There are several options for using sous vide pork shoulder with a smoker. The two main camps are split on whether to smoke and then sous vide, or sous vide and then smoke. They both work well and both have people that swear by them, so you can do whichever you prefer.
I usually smoke after, because I like to finish off the meal by smoking it and then serving it directly. I also make pulled pork a lot for parties, so it's nice to have the smoke and aroma going when people show up.
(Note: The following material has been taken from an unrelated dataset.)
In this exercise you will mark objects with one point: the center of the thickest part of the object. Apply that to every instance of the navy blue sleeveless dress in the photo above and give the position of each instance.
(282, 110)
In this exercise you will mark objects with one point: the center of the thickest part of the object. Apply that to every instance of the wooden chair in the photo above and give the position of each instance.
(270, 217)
It's also a little easier to plan for, since you know the smoking process won't take very long, and you can wait about a week after you are done sous viding it before you need to smoke it. You can also speed up the smoking process by cutting up the shoulder before smoking it. It'll reduce the smoke time, and the flavor, but gives you more control if you need it.
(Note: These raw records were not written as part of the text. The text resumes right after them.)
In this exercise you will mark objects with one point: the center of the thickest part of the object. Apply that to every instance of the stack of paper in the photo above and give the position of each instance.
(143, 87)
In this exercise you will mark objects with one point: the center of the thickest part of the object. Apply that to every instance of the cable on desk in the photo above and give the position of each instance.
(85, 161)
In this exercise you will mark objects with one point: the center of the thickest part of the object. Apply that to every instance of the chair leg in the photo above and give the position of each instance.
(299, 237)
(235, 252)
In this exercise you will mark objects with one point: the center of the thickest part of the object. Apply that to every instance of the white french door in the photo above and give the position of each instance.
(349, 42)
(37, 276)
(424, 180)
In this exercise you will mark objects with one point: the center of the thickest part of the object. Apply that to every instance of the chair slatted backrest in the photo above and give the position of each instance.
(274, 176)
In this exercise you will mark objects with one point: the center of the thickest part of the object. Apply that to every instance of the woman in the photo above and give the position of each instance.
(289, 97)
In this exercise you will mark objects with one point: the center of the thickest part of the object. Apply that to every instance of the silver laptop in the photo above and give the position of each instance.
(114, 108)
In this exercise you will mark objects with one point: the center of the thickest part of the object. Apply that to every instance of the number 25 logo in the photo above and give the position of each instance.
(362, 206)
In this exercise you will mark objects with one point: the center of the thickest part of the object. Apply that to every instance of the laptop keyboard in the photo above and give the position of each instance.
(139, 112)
That said, many people find it more convenient to smoke it first. The smoke also tends to "stick" a little bit better to the raw meat and it seems a little more forgiving. If you sous vide at a higher temperature, it can also be very hard to keep it together long enough to get it onto the smoker.
Regardless of the method you choose, there are two rules to follow.
The first is to make sure your pork shoulder is cold. If it is raw, it obviously will be coming from the fridge, but if you have sous vided it first, be sure to chill it before smoking it.
The other rule is to monitor the temperature of your pork butt and make sure it doesn't get above the temperature you will (or did) sous vide it at. Raising the temperature above that point during the smoking process will undo much of the benefits of sous vide.
Not all of us want to smoke a pork butt all the time. As I mentioned above, you can't replace a traditionally smoked pork shoulder with sous vide, and this is doubly true if you don't start or finish on the smoker. However, you can still get some great flavor without going outside to your grill.
An easy way is to use a spice rub that has smoked ingredients in it. Ancho chile powder and chipotle chile powder both have a smoking flavor, as does Spanish-style smoked paprika. You can also find several different types of smoked salt. I'll often add a smoked rub before sous viding, and then re-apply it before searing or warming in the oven.
Another good method is to use a tablespoon or two of liquid smoke in the bag. If you get a high quality liquid smoke (look at the ingredients and make sure it doesn't have corn syrup or other additives in it) it can contribute some great flavor to it.
Brining your pork butt can add a lot of flavor, though it's not something I usually do. If you are using it to add flavor, then a brine can still be effective, but if you are just using it to make the meat more moist, it is much less important. I go into a lot more details about sous vide and brining.
In addition to finishing the pork roast on a smoker, you can also simply pan fry it in a hot pan. This works really well for putting a great crust on chop-like pork butt. You can get more info in my guide to how to sear sous vide foods.
You can use the same searing method on a really hot grill. It adds some good grilling flavor to it, crisps up the outside of the meat, and gets you outside!
Another effective way of finishing your pork shoulder is to chill it and then reheat it in the oven. It won't add flavor like smoking does, but it will start to dry the outside of the meat. While this sounds like a negative, if you are making pulled pork we are conditioned to enjoy that outside "bark", and the oven can create this as long as you don't overdo it.